The present invention generally relates to target tracking systems. More specifically, the present invention relates to systems and methods for improved target tracking for tactical imaging.
Throughout the world, military and homeland security forces face an increasing need to provide safety and security to troops and high value assets. Remote sensor systems are ideal for surveillance and monitoring of high-value assets, such as troop encampments, airfields, base installations, supply routes, and depots. In larger networks, remote sensor systems are used to monitor and protect national borders, regional boundaries, and assets in homeland defense and peacekeeping operations.
Remote sensor systems typically include a network of easily deployed, remotely located sensors that detect the movement of personnel and vehicles. These sensors are typically remote, battery-operated devices that provide commanders with critical surveillance data on a 24-hour basis.
Existing remote sensor systems include several disadvantages. For example, existing remote sensor systems typically flood the network with raw data to be later interpreted at a control station. Additionally, these systems generate a large number of false alarms due to uneventful detections, such as animal movement near the sensors. As another example, existing remote sensor systems are typically designed for a specific application, yet lack sufficient battery life to last the entire mission.

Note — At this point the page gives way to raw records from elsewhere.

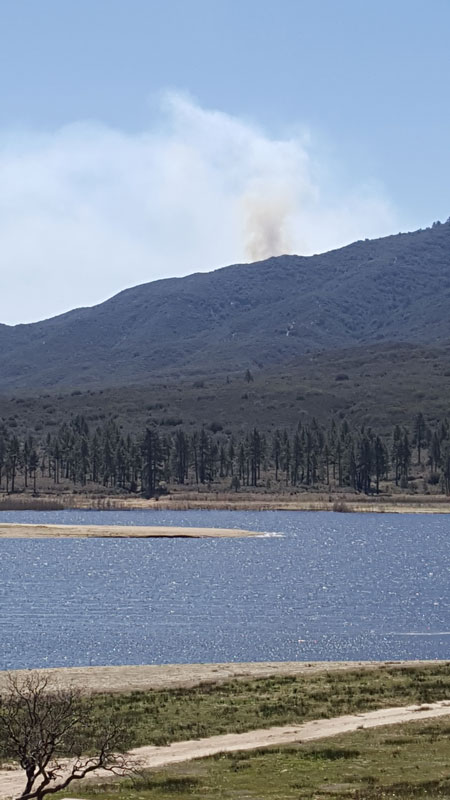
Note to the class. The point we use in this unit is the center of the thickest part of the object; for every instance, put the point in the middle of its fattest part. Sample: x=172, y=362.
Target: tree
x=419, y=434
x=48, y=729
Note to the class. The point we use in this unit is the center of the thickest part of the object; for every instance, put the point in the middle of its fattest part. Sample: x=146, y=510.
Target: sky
x=145, y=139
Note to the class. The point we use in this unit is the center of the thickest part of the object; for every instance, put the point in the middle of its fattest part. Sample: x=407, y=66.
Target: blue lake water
x=328, y=586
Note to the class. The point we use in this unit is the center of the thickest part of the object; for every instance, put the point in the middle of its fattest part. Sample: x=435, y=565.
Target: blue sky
x=147, y=138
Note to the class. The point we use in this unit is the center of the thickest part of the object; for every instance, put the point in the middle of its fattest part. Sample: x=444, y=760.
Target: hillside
x=395, y=289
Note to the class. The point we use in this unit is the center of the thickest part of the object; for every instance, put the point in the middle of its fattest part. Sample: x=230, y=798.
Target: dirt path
x=173, y=676
x=151, y=757
x=21, y=531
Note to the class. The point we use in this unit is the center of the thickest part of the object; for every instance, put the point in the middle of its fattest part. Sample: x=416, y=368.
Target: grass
x=161, y=717
x=405, y=762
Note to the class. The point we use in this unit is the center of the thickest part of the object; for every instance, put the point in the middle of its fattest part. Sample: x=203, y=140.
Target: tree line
x=333, y=455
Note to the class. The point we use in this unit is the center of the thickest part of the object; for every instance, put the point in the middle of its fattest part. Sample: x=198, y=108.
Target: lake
x=322, y=586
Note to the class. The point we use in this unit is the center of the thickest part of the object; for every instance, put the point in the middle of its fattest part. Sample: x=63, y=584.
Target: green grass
x=161, y=717
x=406, y=762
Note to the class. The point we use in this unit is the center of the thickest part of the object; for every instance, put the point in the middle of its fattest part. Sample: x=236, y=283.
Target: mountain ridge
x=392, y=289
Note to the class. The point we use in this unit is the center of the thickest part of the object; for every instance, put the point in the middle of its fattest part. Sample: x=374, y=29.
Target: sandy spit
x=173, y=676
x=151, y=757
x=21, y=531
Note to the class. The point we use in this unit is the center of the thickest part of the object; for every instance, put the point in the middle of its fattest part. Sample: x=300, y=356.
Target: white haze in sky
x=86, y=210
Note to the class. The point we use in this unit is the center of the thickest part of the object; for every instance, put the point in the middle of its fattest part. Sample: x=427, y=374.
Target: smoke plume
x=86, y=210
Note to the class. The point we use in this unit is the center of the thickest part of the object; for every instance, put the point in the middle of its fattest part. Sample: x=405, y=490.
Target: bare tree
x=49, y=730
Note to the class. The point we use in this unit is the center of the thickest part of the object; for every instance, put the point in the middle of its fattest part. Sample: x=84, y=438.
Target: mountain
x=394, y=289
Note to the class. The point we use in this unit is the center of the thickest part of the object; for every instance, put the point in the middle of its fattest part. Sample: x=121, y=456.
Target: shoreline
x=36, y=531
x=132, y=678
x=218, y=501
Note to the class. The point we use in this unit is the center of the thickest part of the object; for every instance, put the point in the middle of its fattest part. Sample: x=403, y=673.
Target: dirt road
x=11, y=782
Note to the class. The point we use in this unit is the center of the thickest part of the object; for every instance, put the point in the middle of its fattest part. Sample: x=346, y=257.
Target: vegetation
x=243, y=317
x=40, y=724
x=404, y=762
x=335, y=456
x=161, y=717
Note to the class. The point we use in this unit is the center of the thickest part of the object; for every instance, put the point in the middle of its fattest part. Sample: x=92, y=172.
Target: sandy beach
x=22, y=531
x=172, y=676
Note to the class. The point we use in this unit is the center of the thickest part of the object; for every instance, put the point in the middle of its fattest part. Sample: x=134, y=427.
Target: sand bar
x=173, y=676
x=22, y=531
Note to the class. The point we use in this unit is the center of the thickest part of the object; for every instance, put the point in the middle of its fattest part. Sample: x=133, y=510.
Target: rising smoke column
x=266, y=224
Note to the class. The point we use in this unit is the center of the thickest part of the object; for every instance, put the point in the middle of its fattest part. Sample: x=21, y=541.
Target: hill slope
x=395, y=289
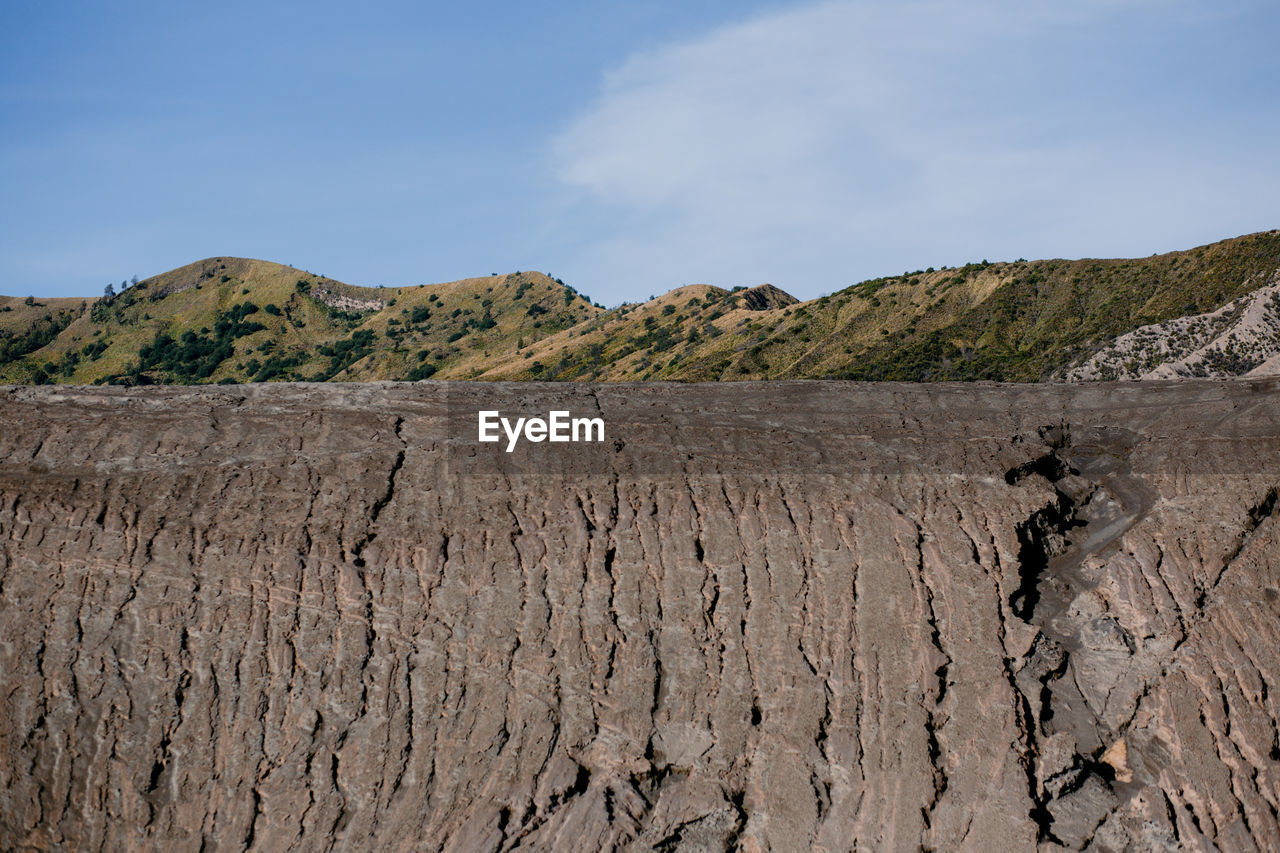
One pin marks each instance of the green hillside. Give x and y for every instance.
(245, 320)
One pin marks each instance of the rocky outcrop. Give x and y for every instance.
(759, 616)
(1239, 338)
(762, 297)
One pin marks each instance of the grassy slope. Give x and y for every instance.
(410, 331)
(1010, 320)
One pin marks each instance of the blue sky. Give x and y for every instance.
(627, 149)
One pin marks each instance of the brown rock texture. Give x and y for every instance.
(759, 616)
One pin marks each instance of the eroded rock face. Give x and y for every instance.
(758, 616)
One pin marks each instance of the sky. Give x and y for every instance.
(627, 149)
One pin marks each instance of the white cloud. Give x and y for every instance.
(842, 140)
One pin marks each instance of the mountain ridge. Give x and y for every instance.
(232, 319)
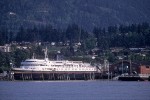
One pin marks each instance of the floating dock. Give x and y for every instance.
(134, 78)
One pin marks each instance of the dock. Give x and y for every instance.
(54, 75)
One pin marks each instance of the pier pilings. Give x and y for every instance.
(22, 75)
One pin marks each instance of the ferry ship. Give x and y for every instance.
(46, 65)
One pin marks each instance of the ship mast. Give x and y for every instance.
(46, 56)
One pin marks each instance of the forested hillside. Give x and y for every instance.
(61, 13)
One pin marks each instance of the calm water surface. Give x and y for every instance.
(74, 90)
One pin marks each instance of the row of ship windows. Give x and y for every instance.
(51, 65)
(62, 69)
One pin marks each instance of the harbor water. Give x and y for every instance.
(74, 90)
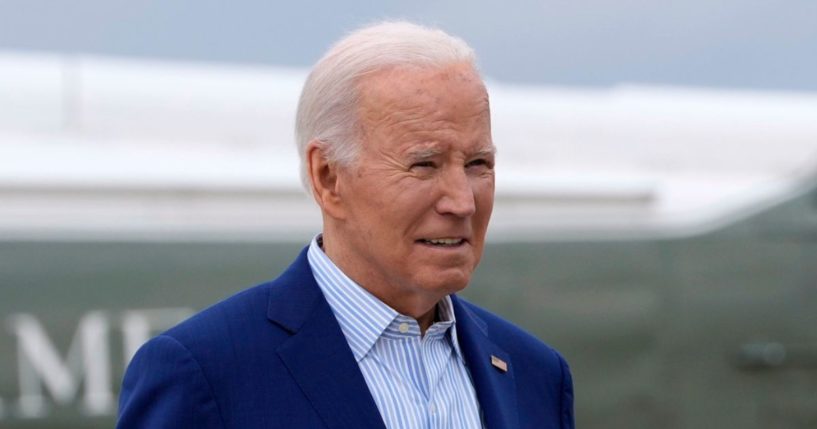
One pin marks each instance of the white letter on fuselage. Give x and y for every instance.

Unmanned imagers must automatically detect targets and capture images of these targets. Target detection is normally determined by observing motion within a field of view of the imager. Loose determination of motion results in images of blowing grass, trees, bushes, dust clouds and similar “false alarms.” A tighter definition of motion results in missed targets or a reduced range of the imager. That is, the imager must be emplaced closer to a target area so that small targets appear bigger and, therefore, are easier to track. Thus an imager that can easily track and capture an image of a vehicle at 400 m may have to be deployed at 200 m to capture an image of a person without causing an unacceptable number of false alarms, for example.
Typically, in unmanned imaging systems, power is at a premium, and the imagers are turned off until other sensors detect the presence of a target. Sensors are used to turn on the imager. The imager obtains one or more images or video. Imager output may be combined with acoustic or other sensor output. The imager is used to confirm target presence and provide details on the target that other sensors cannot.
Some systems fuse data from imagers and other sensors to determine more details about the target or to confirm that there is in fact a target. This occurs after the image is captured. Some imaging systems have algorithms to detect and reject motion that occurs in only one place on the image, e.g. a bush blowing on an edge of a frame. However, this does not improve a probability of capturing a small target at range. Additionally, this does not provide an adaptive method for capturing small target images.
Thus, there is a need for systems and methods that take input of sensors that detect a presence of a target and feed that information to an imager to allow the imager to adapt its target tracking and recognition algorithms on a target by target basis. There is a need for systems and methods for improved target tracking for tactical imaging.